The discussion below came from an article in our newsletter about brain fog due to hepatic encephalopathy, or HE, which is a challenge for anyone with cirrhosis.  An issue for a patient or a caregiver is that it can come and go and patients can find themselves away from home and in trouble as the ammonia disrupts your cognitive functions.  You can seem demented or on drugs to others.  That can be a life threatening situation so we advise patients with advancing liver disease to get a bracelet or some kind of wearable sign that can inform others what the problem may be.  There are a number of alternatives, but the one we like is MyID.  Here is a link to their site.

https://shop.getmyid.com/pages/learn-about-myid

The reason we like it is because it provides more than just a message.  It also provides a way for the police, EMT's or docs to get your medical information online.  You can store your medical data for free and make it accessible for your care team.  This is a big benefit to just having a warning label.

The rest of this is from our newsletter as a little background about the problem.

Do you, or someone you care about, feel like you are losing your mental ability?  Can't think as well as you used to?

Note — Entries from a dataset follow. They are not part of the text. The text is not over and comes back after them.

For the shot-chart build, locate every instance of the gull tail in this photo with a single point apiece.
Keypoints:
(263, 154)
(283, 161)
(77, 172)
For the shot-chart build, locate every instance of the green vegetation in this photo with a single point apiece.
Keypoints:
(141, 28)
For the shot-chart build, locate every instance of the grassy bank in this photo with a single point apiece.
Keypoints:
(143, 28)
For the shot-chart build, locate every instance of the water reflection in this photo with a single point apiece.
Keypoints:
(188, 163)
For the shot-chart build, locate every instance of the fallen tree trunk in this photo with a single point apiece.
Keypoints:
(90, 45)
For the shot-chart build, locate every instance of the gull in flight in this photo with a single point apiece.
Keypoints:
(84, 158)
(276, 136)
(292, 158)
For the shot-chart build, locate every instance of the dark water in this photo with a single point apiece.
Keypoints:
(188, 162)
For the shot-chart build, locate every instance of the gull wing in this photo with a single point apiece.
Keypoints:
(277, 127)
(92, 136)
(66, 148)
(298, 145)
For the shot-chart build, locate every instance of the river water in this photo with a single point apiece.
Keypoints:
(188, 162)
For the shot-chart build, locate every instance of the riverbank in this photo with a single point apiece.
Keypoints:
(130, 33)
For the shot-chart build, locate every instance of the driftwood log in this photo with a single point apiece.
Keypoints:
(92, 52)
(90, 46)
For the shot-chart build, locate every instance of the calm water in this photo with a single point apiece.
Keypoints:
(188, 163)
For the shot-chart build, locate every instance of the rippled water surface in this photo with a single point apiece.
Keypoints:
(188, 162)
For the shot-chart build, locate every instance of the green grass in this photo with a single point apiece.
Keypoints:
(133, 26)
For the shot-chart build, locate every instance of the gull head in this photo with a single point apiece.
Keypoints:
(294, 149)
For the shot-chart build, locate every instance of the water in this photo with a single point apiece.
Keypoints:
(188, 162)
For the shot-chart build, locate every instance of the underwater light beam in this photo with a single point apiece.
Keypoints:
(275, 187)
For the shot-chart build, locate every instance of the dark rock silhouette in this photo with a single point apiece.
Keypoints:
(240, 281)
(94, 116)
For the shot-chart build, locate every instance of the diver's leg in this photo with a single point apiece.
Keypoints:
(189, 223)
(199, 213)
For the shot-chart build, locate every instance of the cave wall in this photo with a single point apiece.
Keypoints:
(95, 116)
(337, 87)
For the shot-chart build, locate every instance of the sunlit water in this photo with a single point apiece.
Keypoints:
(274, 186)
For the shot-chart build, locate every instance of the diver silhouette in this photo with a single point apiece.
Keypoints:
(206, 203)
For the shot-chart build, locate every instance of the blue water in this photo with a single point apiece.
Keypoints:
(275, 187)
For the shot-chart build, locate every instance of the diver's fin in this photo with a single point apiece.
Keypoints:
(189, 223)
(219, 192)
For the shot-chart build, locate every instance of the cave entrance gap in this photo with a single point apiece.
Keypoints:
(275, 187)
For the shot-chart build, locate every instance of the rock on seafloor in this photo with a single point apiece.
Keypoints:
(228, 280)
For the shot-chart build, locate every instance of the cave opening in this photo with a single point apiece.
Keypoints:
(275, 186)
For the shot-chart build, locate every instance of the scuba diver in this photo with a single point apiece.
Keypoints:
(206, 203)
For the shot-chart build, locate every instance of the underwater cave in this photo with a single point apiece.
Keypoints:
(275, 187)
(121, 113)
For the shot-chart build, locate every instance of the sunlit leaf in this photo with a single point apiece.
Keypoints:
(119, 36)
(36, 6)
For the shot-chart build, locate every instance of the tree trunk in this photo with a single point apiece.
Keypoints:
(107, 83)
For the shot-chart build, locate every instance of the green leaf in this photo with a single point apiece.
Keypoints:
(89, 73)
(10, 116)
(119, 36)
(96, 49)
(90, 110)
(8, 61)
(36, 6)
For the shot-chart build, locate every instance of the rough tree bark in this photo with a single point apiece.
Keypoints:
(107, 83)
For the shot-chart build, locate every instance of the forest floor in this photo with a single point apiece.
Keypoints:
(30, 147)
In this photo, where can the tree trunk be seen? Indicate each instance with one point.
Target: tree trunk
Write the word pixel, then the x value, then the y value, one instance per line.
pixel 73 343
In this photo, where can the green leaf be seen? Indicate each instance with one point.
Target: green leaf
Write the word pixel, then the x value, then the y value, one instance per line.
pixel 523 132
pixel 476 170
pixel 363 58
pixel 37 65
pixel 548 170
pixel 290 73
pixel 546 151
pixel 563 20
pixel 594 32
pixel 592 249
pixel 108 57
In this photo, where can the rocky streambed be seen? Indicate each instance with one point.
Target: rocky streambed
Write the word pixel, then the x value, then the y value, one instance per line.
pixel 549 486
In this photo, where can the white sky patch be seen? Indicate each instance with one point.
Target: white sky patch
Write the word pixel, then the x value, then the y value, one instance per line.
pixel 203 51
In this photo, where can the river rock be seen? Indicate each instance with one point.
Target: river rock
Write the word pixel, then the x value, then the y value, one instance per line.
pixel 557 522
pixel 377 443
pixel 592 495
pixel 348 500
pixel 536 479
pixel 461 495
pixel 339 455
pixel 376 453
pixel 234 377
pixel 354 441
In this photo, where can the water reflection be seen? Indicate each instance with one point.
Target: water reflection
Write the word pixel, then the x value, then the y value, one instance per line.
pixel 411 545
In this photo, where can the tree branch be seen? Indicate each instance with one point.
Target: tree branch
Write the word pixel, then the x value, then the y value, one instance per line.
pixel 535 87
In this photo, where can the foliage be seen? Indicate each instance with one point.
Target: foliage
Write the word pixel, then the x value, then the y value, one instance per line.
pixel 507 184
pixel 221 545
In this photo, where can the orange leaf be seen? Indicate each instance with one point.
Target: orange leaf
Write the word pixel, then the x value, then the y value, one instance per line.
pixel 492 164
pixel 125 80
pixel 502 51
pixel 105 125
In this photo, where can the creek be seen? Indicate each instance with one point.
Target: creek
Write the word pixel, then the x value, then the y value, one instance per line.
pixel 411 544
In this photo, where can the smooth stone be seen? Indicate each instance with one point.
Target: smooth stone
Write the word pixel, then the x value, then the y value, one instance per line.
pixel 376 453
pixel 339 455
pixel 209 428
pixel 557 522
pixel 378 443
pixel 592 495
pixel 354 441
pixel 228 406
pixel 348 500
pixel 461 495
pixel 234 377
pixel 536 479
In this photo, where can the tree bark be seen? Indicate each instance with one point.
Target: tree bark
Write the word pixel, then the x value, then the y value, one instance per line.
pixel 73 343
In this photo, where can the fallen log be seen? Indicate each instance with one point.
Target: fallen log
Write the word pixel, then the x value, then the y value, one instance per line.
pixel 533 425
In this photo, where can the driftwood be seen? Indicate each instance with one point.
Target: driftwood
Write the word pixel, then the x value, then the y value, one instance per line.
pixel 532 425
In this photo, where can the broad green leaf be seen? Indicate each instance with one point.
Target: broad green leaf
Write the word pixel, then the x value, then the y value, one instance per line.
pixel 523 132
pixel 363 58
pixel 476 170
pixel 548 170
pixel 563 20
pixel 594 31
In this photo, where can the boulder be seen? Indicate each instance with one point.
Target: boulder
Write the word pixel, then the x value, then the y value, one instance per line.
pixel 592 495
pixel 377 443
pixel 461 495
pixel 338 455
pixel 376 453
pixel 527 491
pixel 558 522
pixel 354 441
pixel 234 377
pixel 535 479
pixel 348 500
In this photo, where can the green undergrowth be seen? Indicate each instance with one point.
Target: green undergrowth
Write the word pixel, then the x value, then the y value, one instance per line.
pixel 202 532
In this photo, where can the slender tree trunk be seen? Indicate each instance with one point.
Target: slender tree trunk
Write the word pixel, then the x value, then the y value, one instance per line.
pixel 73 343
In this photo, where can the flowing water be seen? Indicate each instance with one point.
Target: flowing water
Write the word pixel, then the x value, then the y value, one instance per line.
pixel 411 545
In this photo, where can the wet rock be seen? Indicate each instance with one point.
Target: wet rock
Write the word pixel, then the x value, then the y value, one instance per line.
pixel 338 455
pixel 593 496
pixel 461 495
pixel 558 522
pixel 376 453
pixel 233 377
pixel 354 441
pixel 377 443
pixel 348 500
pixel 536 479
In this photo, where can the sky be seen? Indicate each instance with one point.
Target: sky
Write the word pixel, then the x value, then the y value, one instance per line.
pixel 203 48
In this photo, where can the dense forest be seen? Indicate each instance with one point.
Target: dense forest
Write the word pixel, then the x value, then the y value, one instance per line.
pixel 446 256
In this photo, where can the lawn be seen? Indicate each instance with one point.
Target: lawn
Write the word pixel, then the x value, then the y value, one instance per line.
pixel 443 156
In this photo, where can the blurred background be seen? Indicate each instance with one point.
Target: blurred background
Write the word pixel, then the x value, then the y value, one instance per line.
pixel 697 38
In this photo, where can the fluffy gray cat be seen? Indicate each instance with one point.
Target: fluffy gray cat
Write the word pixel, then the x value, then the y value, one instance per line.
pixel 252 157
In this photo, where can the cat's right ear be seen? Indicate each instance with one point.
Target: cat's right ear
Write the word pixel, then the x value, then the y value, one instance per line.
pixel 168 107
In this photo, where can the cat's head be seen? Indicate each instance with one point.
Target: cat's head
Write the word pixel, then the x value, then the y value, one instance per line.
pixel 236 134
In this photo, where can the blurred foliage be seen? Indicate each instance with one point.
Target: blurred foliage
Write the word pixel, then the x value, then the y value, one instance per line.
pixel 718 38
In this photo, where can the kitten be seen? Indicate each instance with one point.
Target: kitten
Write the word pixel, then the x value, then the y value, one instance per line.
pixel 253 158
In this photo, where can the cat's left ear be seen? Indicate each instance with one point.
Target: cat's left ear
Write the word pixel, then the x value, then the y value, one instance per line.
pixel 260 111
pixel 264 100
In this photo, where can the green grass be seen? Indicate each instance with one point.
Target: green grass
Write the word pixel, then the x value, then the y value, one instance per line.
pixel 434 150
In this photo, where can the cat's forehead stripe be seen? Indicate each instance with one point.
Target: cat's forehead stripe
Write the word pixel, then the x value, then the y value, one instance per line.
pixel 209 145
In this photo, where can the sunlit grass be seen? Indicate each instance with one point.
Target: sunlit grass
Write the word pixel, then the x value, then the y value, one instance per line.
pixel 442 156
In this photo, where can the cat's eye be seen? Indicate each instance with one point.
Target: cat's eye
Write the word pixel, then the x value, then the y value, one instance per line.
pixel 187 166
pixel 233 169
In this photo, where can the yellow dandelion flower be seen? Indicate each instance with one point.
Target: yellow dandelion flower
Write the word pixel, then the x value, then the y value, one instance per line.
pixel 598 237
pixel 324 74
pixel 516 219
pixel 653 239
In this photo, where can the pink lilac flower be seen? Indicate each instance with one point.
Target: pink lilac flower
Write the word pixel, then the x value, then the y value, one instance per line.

Is it Alzheimer's, old age, something worse?  These problems are well known, but we usually ignore the fact that liver disease can also steal your mind.  Hepatic Encephalopathy, often called HE for short, is a disruption of brain function that is a serious complication of liver disease. If the liver is not removing ammonia from the blood because it has been damaged, The result is a buildup of toxins in the bloodstream that disrupt normal functions and can lead to confusion, coma and death.

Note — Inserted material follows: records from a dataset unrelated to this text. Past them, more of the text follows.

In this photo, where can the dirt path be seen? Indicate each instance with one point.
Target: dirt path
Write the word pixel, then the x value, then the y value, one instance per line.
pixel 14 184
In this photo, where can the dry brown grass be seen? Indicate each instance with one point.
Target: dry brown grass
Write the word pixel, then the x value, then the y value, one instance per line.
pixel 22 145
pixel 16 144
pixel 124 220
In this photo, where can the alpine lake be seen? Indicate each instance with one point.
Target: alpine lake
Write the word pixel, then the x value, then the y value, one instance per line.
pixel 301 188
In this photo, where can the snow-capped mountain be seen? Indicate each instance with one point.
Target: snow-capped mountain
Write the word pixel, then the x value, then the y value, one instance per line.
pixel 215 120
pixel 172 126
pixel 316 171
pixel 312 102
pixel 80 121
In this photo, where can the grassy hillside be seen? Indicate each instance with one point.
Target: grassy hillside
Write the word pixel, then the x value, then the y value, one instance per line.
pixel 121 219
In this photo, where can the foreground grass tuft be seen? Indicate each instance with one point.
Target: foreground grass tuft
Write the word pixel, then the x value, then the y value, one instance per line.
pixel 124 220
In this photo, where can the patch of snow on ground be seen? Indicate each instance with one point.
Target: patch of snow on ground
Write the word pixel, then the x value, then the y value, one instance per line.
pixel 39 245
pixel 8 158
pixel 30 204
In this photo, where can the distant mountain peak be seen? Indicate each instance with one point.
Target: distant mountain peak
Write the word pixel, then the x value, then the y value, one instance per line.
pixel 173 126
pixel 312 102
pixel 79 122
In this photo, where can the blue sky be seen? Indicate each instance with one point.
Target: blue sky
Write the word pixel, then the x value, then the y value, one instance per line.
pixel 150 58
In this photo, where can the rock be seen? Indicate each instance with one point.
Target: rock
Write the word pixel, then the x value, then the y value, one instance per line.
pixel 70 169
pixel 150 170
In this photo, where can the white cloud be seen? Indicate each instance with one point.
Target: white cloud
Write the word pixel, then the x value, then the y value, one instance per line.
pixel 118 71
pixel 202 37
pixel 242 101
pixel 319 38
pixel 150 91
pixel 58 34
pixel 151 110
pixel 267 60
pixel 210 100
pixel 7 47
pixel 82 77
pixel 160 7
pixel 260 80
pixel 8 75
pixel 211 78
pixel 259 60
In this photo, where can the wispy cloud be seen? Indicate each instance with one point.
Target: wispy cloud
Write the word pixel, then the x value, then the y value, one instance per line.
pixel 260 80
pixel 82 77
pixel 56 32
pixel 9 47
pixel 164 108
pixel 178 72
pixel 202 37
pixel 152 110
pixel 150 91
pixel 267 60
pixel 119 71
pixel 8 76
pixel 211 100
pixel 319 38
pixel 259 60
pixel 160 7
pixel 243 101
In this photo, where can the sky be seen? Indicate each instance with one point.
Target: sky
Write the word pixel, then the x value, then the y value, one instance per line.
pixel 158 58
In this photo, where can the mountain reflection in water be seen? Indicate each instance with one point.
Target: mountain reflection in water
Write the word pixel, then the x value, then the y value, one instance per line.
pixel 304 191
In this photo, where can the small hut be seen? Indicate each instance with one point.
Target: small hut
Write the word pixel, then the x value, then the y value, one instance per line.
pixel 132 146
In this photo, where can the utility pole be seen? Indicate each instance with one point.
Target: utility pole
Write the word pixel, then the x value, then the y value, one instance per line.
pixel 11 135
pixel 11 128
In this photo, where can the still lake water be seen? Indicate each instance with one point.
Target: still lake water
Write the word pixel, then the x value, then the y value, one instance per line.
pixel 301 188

Something we never talk about are the sub clinical effects of liver damage.  Millions of people have liver disease without symptoms.  I recently had a discussion with a woman who was apparently doing OK but one day was found wandering in the street talking crazily to herself.  Clearly a mentally ill person.  The police picked her up and took her to the station while they tried to figure out who she was.  We have all seen these poor souls in our communities with obvious problems.  In her case, she went into a coma and nearly died when the police left her in a room while they tried to find out who she was. She spent 3 days in ICU before getting her ammonia levels down.  That caused me to wonder about people with just a little ammonia.

A question we should be asking is how many are suffering from liver disease rather than the mental illness we assume when we see odd behavior, but those are the critical cases.  More broadly, what about people who have just a little rogue ammonia? How many of us dismiss failures of memory or confusion to just an aging brain when it is really a bit of toxic poisoning?  I wonder.  The problem is that we don't know.  We do not screen for early stage liver disease and we have very little awareness of how it really affects the asymptomatic victim.  We easily suggest dementia, Alzheimer's or just normal aging but almost never consider a liver disease.

If you aren't familiar with HE, hepatic encephalopathy, here is a link to some information which also will give you a link to a very well done documentary featuring real patients.  If you are merely obese or have some other disease like diabetes, you might want to consider whether some of your troubles could be from a damaged liver that hasn't yet given you problems serious enough to get a diagnosis.